SONIA is short for Sterling Overnight Interbank Average Rate. Since the 1990s, it is the weighted average overnight rate paid by banks for unsecured transactions in the British sterling market. In April 2017, the Bank of England selected SONIA as its preferred alternative to LIBOR.
But why is LIBOR — to which gazillions of dollars of loans and derivatives have been benchmarked for decades — on its way out? First, interbank borrowing, based on which LIBOR is calculated, has been on the decline since the 2008 global financial crisis. Second, LIBOR is based on estimates, not actual transactions, of surveyed global banks. Third, many of these participating banks took their jobs quite literally — in 2012, they were caught lying about the data, spawning cutting criticism about how LIBOR became ‘LieBOR’.
Thus began the search for more viable and robust replacements, and SONIA has emerged as one. It is based on actual transactions and vetted by the Bank of England, giving it a greater credibility. Over the past year, British bank NatWest has effected the transition of some of its customers to SONIA. Many savvy financial investors have also started moving on to SONIA. It’s early days still, but many more institutions and their clients are expected to follow suit over the next couple of years.
It’s a mammoth task though. A large part of the market is still unaware of the impending end of LIBOR. The shift will call for a great deal of co-ordination among regulators, banks and their clients, especially given that many contracts will be maturing after 2021. Significant costs are expected to be incurred on training, legal expenses and on ensuring proper accounting and documentation. Besides, many customers seem reluctant to shift — not knowing their exact cost due to the lack (so far) of forward-looking SONIA term rates, unlike those in place for LIBOR. These concerns have to be addressed.
Unlike LIBOR though, SONIA is not the only show in town – there is competition from the SOFR (US), ESTR (European Union) and TONAR (Japan). On a lighter note, sometime in the future, there may be an Indian benchmark too, and we could name it MODI – Mumbai Overnight Derivatives and Interest rate.
Why is it important?
Finance is the lifeblood of business, and well-oiled global debt and derivative markets are a key part of the financial system. These, in turn, need trustworthy, widely-accepted benchmarks. SONIA, along with other benchmarks, will likely play a key role here.

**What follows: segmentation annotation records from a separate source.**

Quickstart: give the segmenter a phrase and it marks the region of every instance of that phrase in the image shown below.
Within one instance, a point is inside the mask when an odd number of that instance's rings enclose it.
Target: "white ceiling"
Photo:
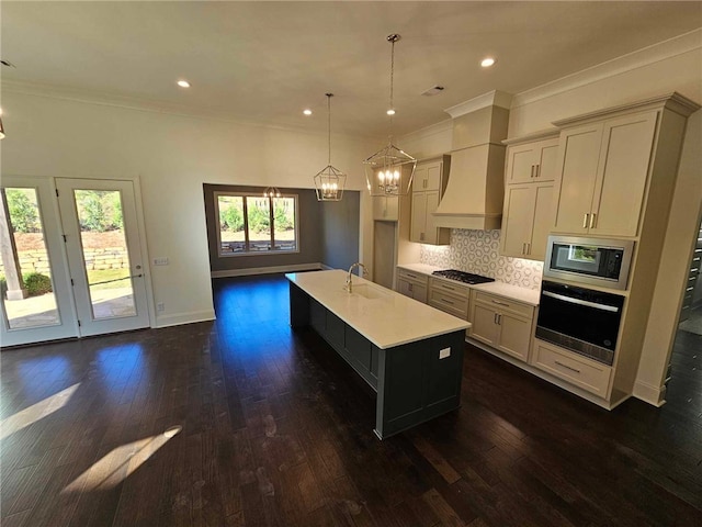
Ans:
[[[700,1],[11,2],[2,81],[242,122],[396,135],[491,90],[519,93],[702,26]],[[479,67],[487,55],[491,69]],[[183,90],[176,80],[185,78]],[[441,85],[437,97],[422,97]],[[5,83],[5,86],[9,86]],[[305,117],[302,110],[315,110]]]

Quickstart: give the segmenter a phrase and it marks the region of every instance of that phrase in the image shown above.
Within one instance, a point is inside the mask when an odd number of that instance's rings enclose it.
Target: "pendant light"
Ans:
[[[327,96],[329,164],[315,176],[315,190],[317,191],[317,201],[341,201],[347,175],[331,165],[331,98],[333,93],[325,93],[325,96]]]
[[[395,43],[400,40],[397,34],[387,35],[390,43],[390,105],[388,144],[363,161],[365,168],[365,181],[371,195],[399,195],[407,194],[412,184],[417,159],[399,149],[393,144],[393,89],[395,77]]]

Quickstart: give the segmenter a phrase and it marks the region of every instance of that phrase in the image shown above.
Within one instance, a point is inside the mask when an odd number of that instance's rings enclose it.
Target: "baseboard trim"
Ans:
[[[634,396],[644,403],[660,407],[666,404],[666,386],[655,386],[647,382],[636,381]]]
[[[212,278],[231,278],[231,277],[250,277],[252,274],[271,274],[279,272],[295,271],[314,271],[322,269],[322,265],[318,261],[312,264],[294,264],[292,266],[272,266],[272,267],[248,267],[246,269],[225,269],[222,271],[212,271]]]
[[[189,313],[173,313],[172,315],[161,315],[156,318],[154,327],[181,326],[195,322],[207,322],[216,318],[214,310],[191,311]]]

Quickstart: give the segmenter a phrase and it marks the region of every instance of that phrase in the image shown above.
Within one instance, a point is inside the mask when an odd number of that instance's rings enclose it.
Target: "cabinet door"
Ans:
[[[373,220],[396,222],[399,217],[399,198],[397,195],[373,197]]]
[[[427,235],[427,194],[424,192],[412,192],[411,217],[409,240],[423,244]]]
[[[534,220],[526,257],[544,261],[548,233],[553,225],[553,183],[534,187]]]
[[[604,123],[590,234],[636,236],[656,119],[645,112]]]
[[[483,304],[476,303],[473,307],[473,319],[471,323],[471,336],[482,340],[492,347],[497,347],[497,324],[495,324],[497,312]]]
[[[442,162],[437,161],[427,166],[427,188],[424,190],[441,190]]]
[[[558,139],[542,142],[540,154],[536,181],[554,181],[558,170]]]
[[[434,225],[432,212],[439,206],[439,191],[430,191],[424,194],[424,239],[426,244],[437,244],[439,242],[439,228]]]
[[[602,123],[588,124],[566,130],[561,135],[561,181],[552,232],[588,232],[602,128]]]
[[[499,314],[499,345],[497,349],[526,361],[531,344],[531,322],[526,318]]]
[[[509,184],[505,194],[500,251],[522,258],[531,239],[536,189],[533,184]]]
[[[526,183],[534,180],[534,167],[539,162],[539,143],[507,147],[506,183]]]
[[[427,190],[427,187],[429,186],[428,169],[428,165],[417,165],[417,168],[415,168],[415,177],[412,179],[412,192]]]

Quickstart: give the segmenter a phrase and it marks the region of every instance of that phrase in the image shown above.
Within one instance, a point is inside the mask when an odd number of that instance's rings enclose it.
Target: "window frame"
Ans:
[[[222,243],[222,222],[219,221],[219,197],[242,198],[242,214],[244,214],[244,246],[242,251],[223,251]],[[256,200],[269,200],[269,221],[271,225],[271,237],[269,249],[267,250],[251,250],[249,239],[249,215],[248,215],[248,200],[249,198]],[[280,199],[287,198],[293,200],[294,216],[295,216],[295,248],[294,249],[281,249],[276,247],[275,243],[275,210],[273,206],[273,200],[276,198],[264,198],[262,192],[235,192],[217,190],[214,192],[214,205],[215,205],[215,228],[217,234],[217,256],[219,258],[229,258],[235,256],[269,256],[269,255],[292,255],[299,253],[299,199],[298,194],[281,193]]]

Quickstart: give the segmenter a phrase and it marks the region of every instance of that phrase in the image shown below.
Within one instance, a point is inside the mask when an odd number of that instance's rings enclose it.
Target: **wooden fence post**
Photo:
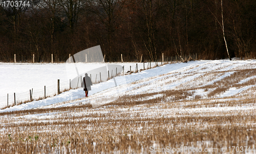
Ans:
[[[58,79],[58,95],[60,94],[60,92],[59,91],[59,79]]]
[[[16,105],[16,97],[15,97],[15,93],[14,93],[14,105]]]
[[[45,85],[45,99],[46,98],[46,87]]]
[[[32,101],[32,94],[33,94],[33,88],[31,92],[31,90],[29,90],[29,94],[30,94],[30,101]]]

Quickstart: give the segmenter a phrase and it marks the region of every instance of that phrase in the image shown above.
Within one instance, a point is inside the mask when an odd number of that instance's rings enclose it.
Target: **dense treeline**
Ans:
[[[141,54],[155,60],[162,53],[210,59],[256,55],[254,0],[37,0],[17,7],[4,1],[2,60],[15,54],[46,61],[52,53],[65,61],[99,45],[113,61],[121,54],[129,60]]]

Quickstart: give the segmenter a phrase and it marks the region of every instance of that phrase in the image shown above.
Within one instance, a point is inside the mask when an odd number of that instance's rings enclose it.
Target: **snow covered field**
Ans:
[[[84,68],[92,70],[108,63],[77,63],[78,70],[83,72]],[[135,71],[136,63],[114,63],[124,66],[124,71]],[[155,65],[152,62],[151,67]],[[138,63],[139,70],[143,69],[143,64]],[[145,63],[145,67],[148,67]],[[69,67],[66,63],[0,63],[0,108],[7,105],[7,94],[9,94],[9,105],[14,103],[14,93],[16,100],[27,101],[30,98],[30,90],[33,89],[33,96],[37,97],[44,96],[45,86],[46,86],[46,96],[53,96],[57,93],[57,80],[60,80],[61,90],[69,88],[70,79],[76,76],[76,72],[70,74]],[[68,70],[68,71],[67,71]],[[98,77],[98,78],[99,78]]]
[[[114,79],[94,84],[88,98],[80,88],[1,110],[0,146],[134,153],[249,146],[242,153],[256,153],[256,60],[168,64]]]

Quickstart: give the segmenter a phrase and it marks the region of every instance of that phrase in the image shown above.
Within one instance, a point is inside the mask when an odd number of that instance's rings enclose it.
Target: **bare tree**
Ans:
[[[225,41],[225,45],[226,46],[226,49],[227,50],[227,55],[228,56],[228,58],[229,58],[230,60],[231,60],[232,59],[231,59],[230,56],[229,55],[229,53],[228,52],[228,48],[227,47],[227,41],[226,40],[226,37],[225,36],[225,31],[224,31],[224,18],[223,18],[223,0],[221,0],[221,24],[219,21],[217,17],[216,17],[216,15],[214,15],[214,14],[211,11],[211,14],[214,16],[215,17],[216,20],[218,22],[219,24],[220,24],[220,26],[221,26],[221,29],[222,30],[222,34],[223,34],[223,39]]]

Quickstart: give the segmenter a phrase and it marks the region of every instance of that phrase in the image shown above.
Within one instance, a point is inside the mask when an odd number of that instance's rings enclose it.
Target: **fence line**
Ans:
[[[161,59],[152,62],[147,62],[142,61],[141,63],[136,63],[134,67],[130,65],[130,67],[125,67],[124,65],[122,66],[122,70],[120,68],[118,69],[118,74],[117,73],[117,68],[114,68],[112,70],[109,70],[109,74],[108,77],[104,78],[102,76],[102,72],[99,72],[98,74],[90,74],[91,78],[91,80],[93,83],[99,83],[102,81],[105,81],[108,79],[111,79],[113,77],[117,75],[126,75],[133,72],[138,72],[139,71],[154,68],[157,65],[161,65],[164,64],[164,62],[169,61],[179,61],[181,60],[181,58],[178,56],[175,57],[164,57],[162,54]],[[186,60],[189,59],[193,60],[197,59],[196,55],[193,55],[192,56],[184,56],[183,58]],[[142,59],[142,58],[141,58]],[[75,82],[75,84],[77,86],[73,88],[79,88],[81,87],[81,79],[83,77],[79,77]],[[80,83],[81,82],[81,83]],[[14,105],[18,105],[23,103],[31,101],[31,100],[40,100],[46,97],[52,97],[55,95],[57,95],[59,92],[62,92],[66,91],[72,88],[71,87],[71,80],[70,79],[69,81],[60,81],[59,84],[58,82],[56,85],[52,85],[51,86],[45,86],[42,89],[33,89],[28,90],[27,92],[20,93],[14,93],[14,94],[7,94],[6,96],[0,97],[0,102],[6,102],[6,105],[4,106],[0,106],[3,108],[5,107],[8,107],[13,106]],[[32,96],[31,96],[32,95]]]
[[[49,63],[58,63],[58,62],[65,62],[69,57],[71,54],[69,54],[67,56],[59,57],[52,54],[50,57],[41,57],[39,58],[36,57],[36,55],[33,54],[29,56],[18,56],[14,54],[13,57],[0,57],[0,61],[5,62],[28,62],[28,63],[35,63],[35,62],[49,62]],[[135,57],[124,57],[122,54],[120,54],[120,57],[106,57],[106,55],[104,55],[104,59],[105,62],[143,62],[143,61],[150,61],[151,58],[150,57],[144,56],[141,54],[139,56],[139,57],[135,58]],[[193,60],[197,60],[197,54],[193,54],[189,55],[185,55],[182,56],[183,59],[188,59],[191,58]],[[181,58],[178,56],[168,57],[162,53],[160,58],[157,59],[156,61],[159,62],[163,61],[181,61]]]

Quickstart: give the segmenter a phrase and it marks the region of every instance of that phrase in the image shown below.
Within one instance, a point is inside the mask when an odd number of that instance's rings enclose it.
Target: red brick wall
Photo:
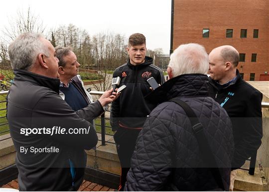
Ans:
[[[174,0],[173,49],[181,44],[197,43],[207,52],[216,47],[231,45],[245,53],[245,62],[238,69],[244,79],[255,73],[269,73],[269,0]],[[209,37],[202,37],[203,28],[210,29]],[[233,29],[232,38],[226,38],[226,29]],[[240,37],[241,29],[247,29],[247,37]],[[253,38],[259,29],[259,38]],[[257,53],[256,62],[251,62]],[[241,66],[242,66],[243,68]]]

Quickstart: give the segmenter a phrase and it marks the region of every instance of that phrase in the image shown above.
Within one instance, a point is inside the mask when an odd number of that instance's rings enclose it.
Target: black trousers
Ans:
[[[132,156],[140,130],[120,127],[114,135],[117,151],[122,167],[119,191],[124,190],[127,174],[131,167]]]

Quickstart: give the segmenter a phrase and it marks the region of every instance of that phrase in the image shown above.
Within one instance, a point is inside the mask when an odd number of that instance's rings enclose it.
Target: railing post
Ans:
[[[254,175],[255,171],[255,165],[256,164],[256,158],[257,157],[257,151],[251,156],[251,162],[250,164],[250,170],[249,170],[249,174],[251,175]]]
[[[101,115],[101,137],[102,145],[106,145],[106,121],[105,119],[105,113]]]

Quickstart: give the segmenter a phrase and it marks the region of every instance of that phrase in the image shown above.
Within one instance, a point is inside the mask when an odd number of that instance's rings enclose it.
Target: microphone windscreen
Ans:
[[[115,77],[120,77],[122,78],[122,74],[120,71],[116,71],[113,73],[113,78]]]

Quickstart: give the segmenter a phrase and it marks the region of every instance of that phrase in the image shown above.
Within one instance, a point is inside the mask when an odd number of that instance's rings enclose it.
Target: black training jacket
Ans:
[[[88,121],[103,112],[103,107],[97,101],[75,112],[59,96],[59,79],[24,70],[14,70],[14,73],[7,98],[7,117],[17,151],[19,190],[77,190],[83,181],[86,163],[84,149],[91,149],[98,140],[95,130]],[[51,135],[42,131],[44,128],[52,131],[54,126],[66,129],[66,131]],[[25,135],[23,132],[26,131],[22,129],[25,128],[34,130],[35,134]],[[84,128],[87,133],[69,132],[74,128]],[[37,130],[41,130],[41,134]],[[48,129],[44,130],[47,133]],[[51,147],[58,148],[59,152],[43,149]],[[21,147],[28,149],[27,153],[20,151]],[[31,152],[31,147],[42,152]],[[76,171],[73,178],[70,160]]]
[[[144,96],[151,91],[146,80],[153,77],[159,84],[164,83],[162,71],[152,64],[152,58],[145,57],[144,63],[132,65],[130,60],[117,68],[122,74],[120,87],[127,87],[120,97],[112,103],[110,122],[112,130],[116,130],[119,124],[122,127],[141,128],[146,116],[156,106],[145,100]]]
[[[233,169],[240,168],[260,147],[263,137],[263,94],[242,79],[220,89],[209,78],[209,96],[226,110],[233,124],[235,140]]]
[[[193,110],[204,127],[224,187],[229,191],[233,153],[232,124],[225,110],[208,96],[207,77],[186,74],[172,78],[147,98],[161,103],[140,131],[132,158],[125,190],[210,191],[218,188],[205,168],[189,118],[179,98]]]

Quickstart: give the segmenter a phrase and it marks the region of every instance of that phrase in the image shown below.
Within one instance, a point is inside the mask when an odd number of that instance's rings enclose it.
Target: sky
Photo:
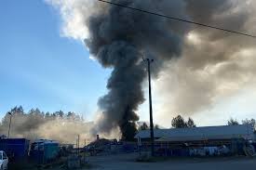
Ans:
[[[25,111],[72,111],[93,120],[97,101],[107,92],[111,70],[89,59],[82,41],[62,35],[61,18],[53,7],[44,1],[25,2],[0,2],[0,118],[21,105]],[[162,105],[156,85],[155,118],[168,126],[174,114],[157,114]],[[256,118],[256,94],[249,89],[242,86],[236,95],[192,116],[200,125],[223,124],[230,117]],[[139,111],[141,120],[148,120],[147,112],[146,100]]]
[[[44,1],[1,1],[0,20],[0,117],[21,105],[91,118],[109,71],[60,36],[58,13]]]

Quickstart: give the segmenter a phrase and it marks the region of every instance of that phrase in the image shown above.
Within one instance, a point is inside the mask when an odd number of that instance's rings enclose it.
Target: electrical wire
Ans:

The Indian government isn’t a big borrower abroad (it shelved a plan to issue sovereign dollar bonds recently), but Indian businesses love dollar borrowings in the form of external commercial borrowings (ECBs). The interest costs on these borrowings are usually linked to LIBOR. In fact, RBI’s regulations on ECBs also use LIBOR to calculate the cost of loans. All these borrowers will need to shift to other benchmarks sooner or later. Also, the MIFOR (Mumbai Interbank Forward Offer Rate) that is currently linked to LIBOR will see a change.
Why should I care?
It is said that a butterfly flapping its wings in one part of the world can cause a hurricane in the other part. Given the inter-connected world we live in, a major change in financial benchmarks — from LIBOR to SONIA or others — can certainly make its impact felt. For starters, if you have invested in companies that borrow or have derivative transactions abroad, you will do well to understand how this change will impact their debt servicing costs. If you plan to borrow abroad, know the interest rate peg you’re committing to.
Bottomline
To replace LIBOR, SONIA will have to beat many other benchmarks. But the change is not so far off.